Our region has more than tripled in population since 1970 with every indication that that trend will continue. It isn’t safe for people to move about our cities or region anymore except inside an automobile’s steel cage. I know, because as a person who embraces an active lifestyle, I have been hit by more than my fair share of cars rolling though stop signs and red lights.

The inability to safely move about our cities and region affects everyone and everything. Socially, aging seniors especially are left alone or to fend for themselves, a recipe for disaster including mental health issues. Economically, the lack of mobility options is one of the leading contributors to living in poverty. Environmentally, vehicle congestion and the continued burning of fossil fuels continues to pollute air quality and add dangerous fluids into our water supply — further damaging the ecosystem.

Those three topics represent the triple bottom line of sustainability. Finding equilibrium between what is socially, economically, and environmentally just is the battlefield we find ourselves in today. Finding that equilibrium will serve to improve upon our quality of life and will ensure future generations that same quality of life.

Arriving safely

I know I’m not the only one who would like to ride a bicycle from Tampa to St Petersburg or Clearwater, Plant City or Cockroach Bay and there isn’t a safe way to accomplish that yet.

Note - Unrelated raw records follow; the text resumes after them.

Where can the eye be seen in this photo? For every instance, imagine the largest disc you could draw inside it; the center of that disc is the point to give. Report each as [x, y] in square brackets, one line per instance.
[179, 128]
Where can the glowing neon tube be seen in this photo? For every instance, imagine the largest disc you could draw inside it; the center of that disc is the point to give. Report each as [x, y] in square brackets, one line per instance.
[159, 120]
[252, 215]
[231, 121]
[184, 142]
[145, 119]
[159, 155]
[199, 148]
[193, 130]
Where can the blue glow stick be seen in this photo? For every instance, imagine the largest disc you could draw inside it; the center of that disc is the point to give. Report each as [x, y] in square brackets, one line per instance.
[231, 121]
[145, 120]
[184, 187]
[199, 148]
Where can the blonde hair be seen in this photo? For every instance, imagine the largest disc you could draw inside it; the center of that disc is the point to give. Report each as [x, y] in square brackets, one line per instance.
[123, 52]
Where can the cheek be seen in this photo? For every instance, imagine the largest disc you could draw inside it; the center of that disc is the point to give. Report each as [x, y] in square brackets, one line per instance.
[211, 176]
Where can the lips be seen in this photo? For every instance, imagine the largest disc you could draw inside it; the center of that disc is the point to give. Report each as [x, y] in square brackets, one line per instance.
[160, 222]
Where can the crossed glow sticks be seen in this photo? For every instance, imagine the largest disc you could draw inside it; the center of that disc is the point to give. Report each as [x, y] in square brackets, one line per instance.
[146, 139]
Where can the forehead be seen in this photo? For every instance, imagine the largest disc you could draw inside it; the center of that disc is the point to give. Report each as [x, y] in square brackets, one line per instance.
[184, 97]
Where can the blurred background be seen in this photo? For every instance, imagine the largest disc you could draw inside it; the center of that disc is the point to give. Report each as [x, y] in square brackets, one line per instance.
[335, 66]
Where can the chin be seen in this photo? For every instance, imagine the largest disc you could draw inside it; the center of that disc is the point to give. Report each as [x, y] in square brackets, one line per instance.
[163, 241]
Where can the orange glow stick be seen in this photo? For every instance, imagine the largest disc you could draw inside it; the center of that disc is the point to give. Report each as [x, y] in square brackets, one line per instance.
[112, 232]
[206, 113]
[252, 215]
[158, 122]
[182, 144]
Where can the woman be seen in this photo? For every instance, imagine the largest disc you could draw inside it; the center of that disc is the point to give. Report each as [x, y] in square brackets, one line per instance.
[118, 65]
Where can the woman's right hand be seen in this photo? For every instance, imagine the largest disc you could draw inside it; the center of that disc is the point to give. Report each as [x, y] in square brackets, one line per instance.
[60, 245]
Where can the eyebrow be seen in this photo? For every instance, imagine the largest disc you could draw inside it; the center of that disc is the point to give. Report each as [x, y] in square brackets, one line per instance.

I’d also like to ride the ferry again from Tampa to St. Pete, but it isn’t currently available -- for political as much as financial reasons. I’d like real mobility circulators that dynamically serve a variety of people of different means and circumstances while allowing us the option to travel regionally without being beholden to the automobile and the big corporations that make them. 

Indeed the $6 billion FDOT has told us must be spent on Express Lanes would be a great start to accomplishing those goals and more. We can build a regionally comprehensive mobility overhaul and we must if we are going to compete with the rest of the United States of America and much of the developed world.
 
Evidence lays most recently in the Tampa Bay region not making the list of the top 20 regions under consideration for Amazon’s 2nd headquarters. Tourists and visitors alike gawk when they see our lack of mobility options.
 
According to the Tampa Bay Times, “Out of the country’s 30 largest metro areas, Tampa Bay ranks 29th in four of six common ways the federal government measures public transit coverage and usage. The other two ways, we rank dead last.”
  
We can and must build in mobility options that will serve to enhance community identity rather than erode those identities as interstate expansion continues to do. Allowing for safer communities will help to build stronger cities. With stronger cities comes a stronger and safer region and we can do that by holding public agencies and our local elected officials at the state and municipal levels accountable to meaningfully improving the quality of life of our region instead of sitting on the sideline watching the continued excavation of this hole we find ourselves in today.

We are fighting for a better future and these problems are incredibly complex, but every problem is an opportunity waiting to happen. A comprehensive regional mobility overhaul that serves all the people is essential to ensuring that the quality of life of our region improves rather than erodes before our eyes. Please, let’s stop digging.

Sam Gibbons, a regional planner and advocate for social and environmental justice, is a leader in organic food production systems. He is enrolled in graduate school at the University of South Florida’s College of Global Sustainability with a concentration in Sustainable Transportation and Sustainability Energy. He earned a Bachelor of Science degree in Economics and Public Policy from Florida State University.